The next year will see intensive dialogue between pro- and anti-whaling countries, and could lead to a package deal next year.
But there is still significant water between the camps on key issues.
The meeting also decided to embark on a research programme into the impact of climate change on whales.
The only vote of the meeting saw Greenland's bid to add humpback whales to the annual hunt by its indigenous Inuit communities defeated.
IWC chairman William Hogarth, the US commissioner, was cautiously optimistic that the peace talks might bear fruit.
"I was basically very happy with the meeting, although I don't think it's going to be easy, there are definitely some big issues such as the lethal take of whales and scientific research whaling," he told BBC News.
Environment groups backed plans for a whaling sanctuary in the South Atlantic
"The number of whales being killed is increasing; and I think the way we ought to be looking at this, from the point of view of countries that are anti-whaling, is how can we reduce that number?"
All members of the commission, ranging from the strongest whaling nations including Japan to the most vociferous opponents such as the UK and Australia, have endorsed the idea of seeking compromise, although some were more pessimistic about its prospects when talking on the meeting's fringes.

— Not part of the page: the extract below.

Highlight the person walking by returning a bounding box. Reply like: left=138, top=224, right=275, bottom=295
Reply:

Environmental and animal welfare groups are divided. Some agree with Dr Hogarth's view that it might lead to a fall in the number of whales killed, while others say there should be no compromise, and are angry with anti-whaling governments including the US for pursuing the initiative.
Japan is likely to demand as its most fundamental position that the global moratorium on commercial whaling is at least partially lifted to allow hunting around its shores.
"It's not just the interests of the American people that are being abandoned, but also the future of the world's whales," said DJ Schubert of the Animal Welfare Institute.
But Wendy Elliott of WWF's global species programme said a dialogue was worthwhile.
"We cannot continue in the scenario that we have at the moment; we need to see a resolution to this impasse," she said.
"We'll be working with member governments over the next year to ensure the best outcome for whales, and for the communities that rely on whales for whale-watching tourism."
Conservation groups were also pleased with the decision to set up an initiative on climate change and cetaceans. Changes to sea ice in the polar regions has the potential to impact some species severely.
A series of discussions will now be held leading to the next IWC meeting in Portugal in a year's time.